With regards to steps that can be taken to prevent this in the future, while the NSA may not be able to eliminate the risk that a contractor will find a way to exfiltrate sensitive data, there are coercive elements Congress can use to force the NSA to reevaluate its relationship with its contractors, and its data security procedures. In this case, Congress could take measures to amend the National Defense Authorization Act for Fiscal Year 2018 to include a portion that requires the NSA to amend its data handling procedures, restructuring the organization’s informational distribution system to a more “need to know” basis. This would restrict cleared persons that information that they need to directly do their jobs, and would not leave large troves of data at the hands of literally anyone who knows where to look. Furthermore, according to a report from the Department of Defense’s Inspector General, the DoD found that the NSA had not
[f]ully implemented technology to oversee privileged user activities; effectively reduced the number of privileged access users; or effectively reduced the number of authorized data transfer agents. In addition, contrary to the “Secure the Net” initiatives, NSA did not consistently secure server racks and other sensitive equipment in data centers, and did not extend two-stage authentication controls to all high-risk users.

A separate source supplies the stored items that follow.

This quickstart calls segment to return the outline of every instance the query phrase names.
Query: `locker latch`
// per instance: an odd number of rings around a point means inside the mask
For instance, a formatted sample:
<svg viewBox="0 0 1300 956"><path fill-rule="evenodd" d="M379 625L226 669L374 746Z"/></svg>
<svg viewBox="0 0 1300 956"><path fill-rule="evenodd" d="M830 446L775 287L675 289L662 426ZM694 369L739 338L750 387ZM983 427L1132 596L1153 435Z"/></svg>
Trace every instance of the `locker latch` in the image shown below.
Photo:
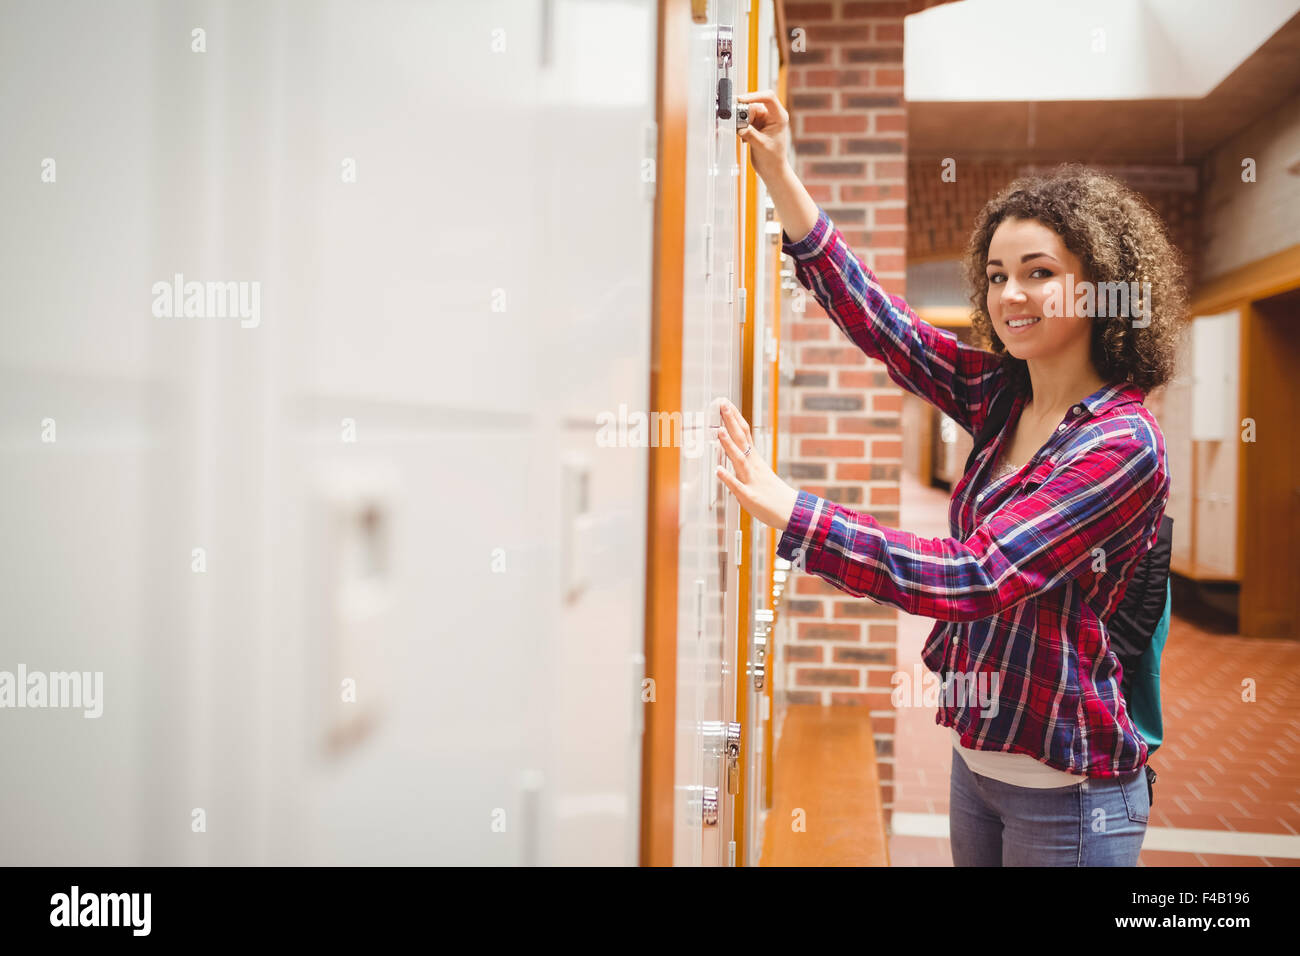
<svg viewBox="0 0 1300 956"><path fill-rule="evenodd" d="M754 677L754 690L763 689L763 681L767 676L767 635L772 633L770 622L774 617L769 608L754 611L754 663L750 668Z"/></svg>
<svg viewBox="0 0 1300 956"><path fill-rule="evenodd" d="M731 27L718 26L718 119L731 119Z"/></svg>
<svg viewBox="0 0 1300 956"><path fill-rule="evenodd" d="M718 788L705 787L703 798L704 825L706 827L716 827L718 825Z"/></svg>
<svg viewBox="0 0 1300 956"><path fill-rule="evenodd" d="M740 791L740 724L727 721L727 793Z"/></svg>

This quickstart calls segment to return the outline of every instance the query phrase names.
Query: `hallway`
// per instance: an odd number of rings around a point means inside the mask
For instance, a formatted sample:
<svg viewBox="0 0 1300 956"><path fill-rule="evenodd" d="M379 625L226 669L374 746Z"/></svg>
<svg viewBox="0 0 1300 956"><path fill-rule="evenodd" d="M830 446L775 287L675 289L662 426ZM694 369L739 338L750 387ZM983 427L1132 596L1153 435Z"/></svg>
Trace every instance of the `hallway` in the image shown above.
<svg viewBox="0 0 1300 956"><path fill-rule="evenodd" d="M902 477L901 526L947 537L948 494ZM1300 646L1216 633L1178 616L1162 657L1165 743L1142 866L1300 865ZM899 615L898 669L910 672L930 632ZM1257 700L1244 703L1242 681ZM889 858L951 866L952 746L929 707L898 709ZM881 761L886 762L882 759Z"/></svg>

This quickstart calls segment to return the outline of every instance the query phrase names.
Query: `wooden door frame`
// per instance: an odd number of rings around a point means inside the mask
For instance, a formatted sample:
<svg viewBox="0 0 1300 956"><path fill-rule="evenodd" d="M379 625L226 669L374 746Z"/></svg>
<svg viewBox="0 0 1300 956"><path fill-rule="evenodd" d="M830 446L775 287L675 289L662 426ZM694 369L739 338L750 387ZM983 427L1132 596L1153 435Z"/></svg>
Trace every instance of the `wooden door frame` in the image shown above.
<svg viewBox="0 0 1300 956"><path fill-rule="evenodd" d="M1191 298L1189 317L1234 310L1239 316L1238 361L1240 364L1237 376L1237 407L1242 416L1253 417L1249 415L1248 409L1254 407L1258 411L1260 403L1270 399L1267 390L1255 388L1252 377L1252 361L1255 358L1255 349L1252 346L1256 345L1255 324L1259 321L1255 303L1296 289L1300 289L1300 244L1224 273L1202 285ZM1195 467L1195 460L1195 448L1193 448L1193 467ZM1250 636L1252 632L1259 631L1256 622L1264 613L1258 607L1260 597L1249 580L1250 571L1260 562L1275 559L1267 553L1267 544L1261 542L1260 525L1251 520L1246 507L1251 498L1250 489L1257 488L1263 480L1264 468L1264 464L1259 462L1252 466L1251 456L1246 454L1237 456L1236 579L1240 582L1237 627L1243 636ZM1192 481L1195 482L1194 475ZM1193 498L1193 509L1195 509L1195 498ZM1195 510L1192 514L1194 525ZM1195 527L1190 531L1195 534ZM1195 564L1195 551L1192 560Z"/></svg>
<svg viewBox="0 0 1300 956"><path fill-rule="evenodd" d="M691 0L660 0L656 17L654 265L648 408L680 412L686 268L686 133ZM681 455L652 447L646 488L645 702L641 737L642 866L673 865L677 733L677 551Z"/></svg>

The report offered some recommendations for improving security practices, but they did not focus on reducing the NSA’s attack surface, or bettering their data security practices. The NSA has had three major security breaches in the last decade which would very likely have been avoided were there proper procedures for vetting of contractors, adequate data security practices, and controlled information management in place.
Lastly, and not incidentally, there are laws that govern securing classified data; laws that the NSA has clearly been failing to follow. Executive Order 13526 provides that sanctions can be levied against an agency for failure to comply with the stipulations of the order. Accordingly, this latest case shows that the contractor clearly violated section 4.1, “General Restrictions on Access,” subsection (d), wherein the law states that “[c]lassified information may not be removed from official premises without proper authorization.” Given the violation of 4.1(d), section 5.5(e)(1) states that an agency head or senior official must take appropriate and prompt corrective action and notify the Director of the Information Security Oversight Office (ISOO). However, there is little to no evidence that these procedures were followed by NSA leadership. Regardless of whether ISOO was notified, in this case, the NSA failed to take any corrective action according to the DOD’s IG report. Even more concerning is the NSA’s grossly negligent security practices have continued to allow these breaches to occur. Under 18 U.S.C. §793(f) any individual in the chain of command within an agency that deals in classified data may be held liable if they knew about a theft, or through some gross negligence allowed a theft to occur and did not promptly report it to a superior officer. Given the three data breaches the NSA has had, and the failure of the agency to comply with multiple directives, there should be more scrutiny placed on the NSA rather than allowing them to point fingers at third parties.
Congressman Ben Sasse has said it best, “[t]he NSA needs to get its head out of the sand and solve its contractor problem.”